For this instinct to work at all, we must always be alert. This is the only way we can recognize approaching dangers in time. There are a number of stimuli that can trigger the feeling of fear in us. Basically, we feel fear towards things and living beings that we do not know or understand. This is one of the reasons why some people have something against foreigners. It is not uncommon for them to express a fear of the unknown.

Some people are naturally more fearful and quickly overreact when they suspect themselves to be in danger. They have a strong drive to protect themselves.

So you see: basically, fear is essential for our survival.
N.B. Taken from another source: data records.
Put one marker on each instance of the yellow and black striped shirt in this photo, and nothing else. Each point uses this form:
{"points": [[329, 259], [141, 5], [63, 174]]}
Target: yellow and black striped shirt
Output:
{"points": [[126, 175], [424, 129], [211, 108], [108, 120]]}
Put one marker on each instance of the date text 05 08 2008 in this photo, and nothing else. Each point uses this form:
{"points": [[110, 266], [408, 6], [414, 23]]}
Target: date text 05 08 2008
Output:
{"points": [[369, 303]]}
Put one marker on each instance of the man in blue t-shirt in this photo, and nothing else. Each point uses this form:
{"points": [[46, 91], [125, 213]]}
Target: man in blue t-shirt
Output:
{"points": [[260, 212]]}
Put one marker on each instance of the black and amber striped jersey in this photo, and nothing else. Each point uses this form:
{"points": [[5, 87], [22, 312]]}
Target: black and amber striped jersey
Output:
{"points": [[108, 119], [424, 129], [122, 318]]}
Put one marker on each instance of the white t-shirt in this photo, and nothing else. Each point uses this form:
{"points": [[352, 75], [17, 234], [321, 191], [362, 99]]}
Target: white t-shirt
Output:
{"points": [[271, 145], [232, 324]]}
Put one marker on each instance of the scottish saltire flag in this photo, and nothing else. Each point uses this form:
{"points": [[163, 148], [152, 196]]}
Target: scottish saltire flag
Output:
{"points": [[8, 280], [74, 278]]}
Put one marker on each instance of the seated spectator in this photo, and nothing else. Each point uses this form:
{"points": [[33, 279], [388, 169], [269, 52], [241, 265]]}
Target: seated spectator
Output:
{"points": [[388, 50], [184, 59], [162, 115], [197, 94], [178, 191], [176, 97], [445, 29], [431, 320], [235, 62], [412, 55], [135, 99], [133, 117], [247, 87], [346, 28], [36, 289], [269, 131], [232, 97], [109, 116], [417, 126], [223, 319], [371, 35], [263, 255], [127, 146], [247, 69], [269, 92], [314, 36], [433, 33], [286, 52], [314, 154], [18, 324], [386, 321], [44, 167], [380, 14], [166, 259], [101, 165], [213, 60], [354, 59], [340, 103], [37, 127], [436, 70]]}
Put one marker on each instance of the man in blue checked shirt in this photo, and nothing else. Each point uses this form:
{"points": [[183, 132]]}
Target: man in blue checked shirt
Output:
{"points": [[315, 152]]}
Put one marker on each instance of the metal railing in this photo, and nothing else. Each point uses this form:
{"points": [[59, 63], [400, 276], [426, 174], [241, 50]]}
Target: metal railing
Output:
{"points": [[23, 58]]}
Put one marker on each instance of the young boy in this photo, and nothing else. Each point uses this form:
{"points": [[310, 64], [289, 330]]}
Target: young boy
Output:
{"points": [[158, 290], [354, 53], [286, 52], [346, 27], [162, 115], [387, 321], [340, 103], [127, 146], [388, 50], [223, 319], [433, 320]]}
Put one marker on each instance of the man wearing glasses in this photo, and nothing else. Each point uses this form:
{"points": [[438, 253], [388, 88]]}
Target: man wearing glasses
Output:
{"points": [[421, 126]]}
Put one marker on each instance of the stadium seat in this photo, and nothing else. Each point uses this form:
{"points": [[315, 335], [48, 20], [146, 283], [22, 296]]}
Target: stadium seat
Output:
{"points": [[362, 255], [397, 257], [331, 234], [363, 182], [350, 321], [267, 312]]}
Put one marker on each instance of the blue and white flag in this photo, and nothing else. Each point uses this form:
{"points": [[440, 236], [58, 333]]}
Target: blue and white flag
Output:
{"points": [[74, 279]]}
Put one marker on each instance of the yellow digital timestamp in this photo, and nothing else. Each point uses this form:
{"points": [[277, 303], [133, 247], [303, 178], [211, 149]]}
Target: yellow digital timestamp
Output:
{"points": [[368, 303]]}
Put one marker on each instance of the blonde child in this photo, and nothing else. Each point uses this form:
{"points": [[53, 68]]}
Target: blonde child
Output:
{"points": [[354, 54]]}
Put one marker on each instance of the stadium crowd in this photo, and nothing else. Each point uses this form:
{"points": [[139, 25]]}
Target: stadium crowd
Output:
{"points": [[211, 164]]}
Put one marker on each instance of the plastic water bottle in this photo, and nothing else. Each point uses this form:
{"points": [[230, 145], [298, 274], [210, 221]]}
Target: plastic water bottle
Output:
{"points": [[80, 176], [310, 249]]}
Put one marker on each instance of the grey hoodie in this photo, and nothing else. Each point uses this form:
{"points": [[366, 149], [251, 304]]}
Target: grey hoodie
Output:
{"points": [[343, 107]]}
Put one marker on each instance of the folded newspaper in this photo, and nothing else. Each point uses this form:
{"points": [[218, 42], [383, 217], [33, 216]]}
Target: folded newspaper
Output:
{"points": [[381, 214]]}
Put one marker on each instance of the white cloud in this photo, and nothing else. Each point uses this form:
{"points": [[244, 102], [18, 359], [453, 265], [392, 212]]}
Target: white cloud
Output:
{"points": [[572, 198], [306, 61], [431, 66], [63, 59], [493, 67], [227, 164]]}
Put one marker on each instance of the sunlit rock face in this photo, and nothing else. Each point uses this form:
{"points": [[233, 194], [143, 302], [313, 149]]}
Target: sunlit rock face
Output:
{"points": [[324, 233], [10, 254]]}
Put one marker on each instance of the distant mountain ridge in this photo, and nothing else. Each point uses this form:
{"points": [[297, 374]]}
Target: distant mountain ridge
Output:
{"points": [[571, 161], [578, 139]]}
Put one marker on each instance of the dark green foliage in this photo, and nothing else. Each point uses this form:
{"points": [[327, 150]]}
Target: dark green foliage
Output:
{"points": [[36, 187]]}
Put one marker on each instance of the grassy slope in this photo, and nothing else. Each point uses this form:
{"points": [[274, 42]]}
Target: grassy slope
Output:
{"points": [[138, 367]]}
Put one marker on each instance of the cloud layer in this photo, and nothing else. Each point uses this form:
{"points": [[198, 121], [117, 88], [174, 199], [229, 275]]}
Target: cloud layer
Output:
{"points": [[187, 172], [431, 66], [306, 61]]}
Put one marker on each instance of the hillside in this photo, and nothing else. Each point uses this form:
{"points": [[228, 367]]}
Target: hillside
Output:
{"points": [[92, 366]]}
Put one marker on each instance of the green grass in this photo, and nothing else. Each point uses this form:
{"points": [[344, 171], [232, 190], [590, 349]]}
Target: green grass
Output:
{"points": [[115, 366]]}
Because without fear, we would not take threats seriously and would run blindly to our doom. We would be more courageous, but we would probably have a much shorter life expectancy. When adults talk about life expectancy, they mean the age a person is likely to reach before they pass away.

Now you know why we humans feel fear and to what degree these sensations are normal or healthy. Unlike natural, life-saving anxiety, excessive anxiety has a negative impact on the person’s life.

When Does Anxiety Become An Anxiety Disorder?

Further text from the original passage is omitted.